Когда в девяносто втором раздался тот судьбоносный звонок, Лишь был дома. «Срань господня!» – донеслось из спальни, и Лишь кинулся на подмогу, решив, что Роберт ушибся или поранился (он крутил с физическим миром опасный роман, притягивая столы, стулья, ботинки, точно электромагнит). Роберт сидел на кровати в старой футболке и со сдвинутыми на лоб очками в черепаховой оправе, вперив грустный взгляд бассета в вудхаузовское полотно с обнаженным Лишь. На коленях у него лежал телефон, под боком – газета, над которой опасно зависла рука с сигаретой.
– Звонили из Пулитцеровского комитета, – произнес он ровным голосом. – Представляешь, я все эти годы неправильно его называл.
– Тебе дали премию?
– Он не Пули́тцеровский, а Пу́литцеровский. – Роберт обвел комнату взглядом. – Срань господня, Артур, мне дали премию.

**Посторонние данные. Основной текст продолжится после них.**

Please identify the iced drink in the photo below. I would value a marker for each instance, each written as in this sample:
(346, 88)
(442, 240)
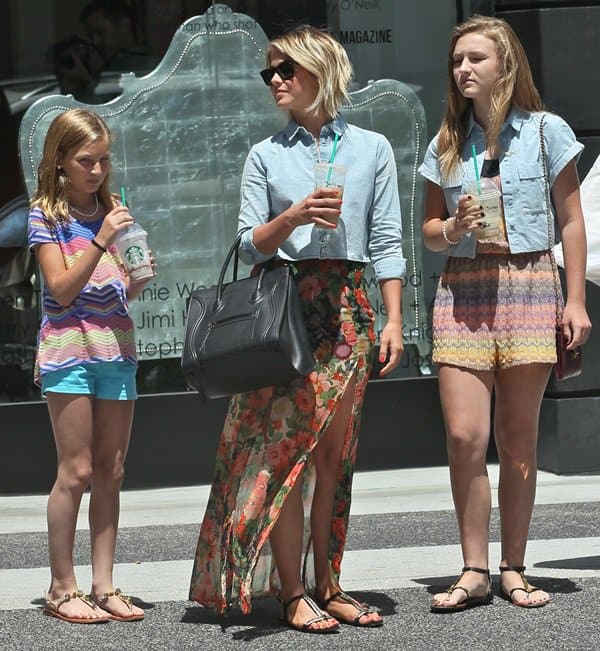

Само собой, это нужно было отметить, и тем же вечером вся старая компания – Леонард Росс, Отто Хэндлер, Франклин Вудхауз, Стелла Барри – ввалилась в хижину на Вулкан-степс и принялась похлопывать Роберта по плечу; Лишь еще никогда не видел его таким застенчивым в кругу друзей и одновременно – таким гордым и счастливым. Роберт уткнулся лицом в плечо высокого, линкольноподобного Росса, а тот потер ему голову, словно бы на удачу, а скорее всего – потому что так они делали в молодости. Они смеялись и болтали об этом без умолку – о том, какими они были в молодости, – а Лишь слушал и дивился, ведь ему они уже тогда казались старыми. Они пили кофе из потертого металлического термопота, потому что к тому времени почти все, включая Роберта, завязали с алкоголем; кто-то на пару с кем-то раскуривал косяк. Лишь вернулся к своей прежней роли восхищенного наблюдателя. В какой-то момент его заприметила Стелла и двинула к нему своей журавлиной походкой; она была костлявой и угловатой; эта высоченная, некрасивая женщина так грациозно и самоуверенно воспевала свои недостатки, что в глазах Лишь они превратились в достоинства. «Я слышала, ты теперь тоже пишешь, – проскрипела она. Затем глотнула вина из его бокала и с озорным огоньком в глазах добавила: – Вот тебе мой единственный совет: не получай никаких премий». Сама она, разумеется, получила уже не одну, а когда попала в «Уортоновскую антологию поэзии», обессмертила себя навеки. И вот она, подобно Афине, сходит с небес, чтобы помочь юному Телемаху. «Получишь премию – и тебе конец. Будешь до конца жизни читать лекции. Больше ни строчки не напишешь. – Она постучала ногтем по его груди. – Не получай никаких премий». Потом клюнула его в щечку и ушла.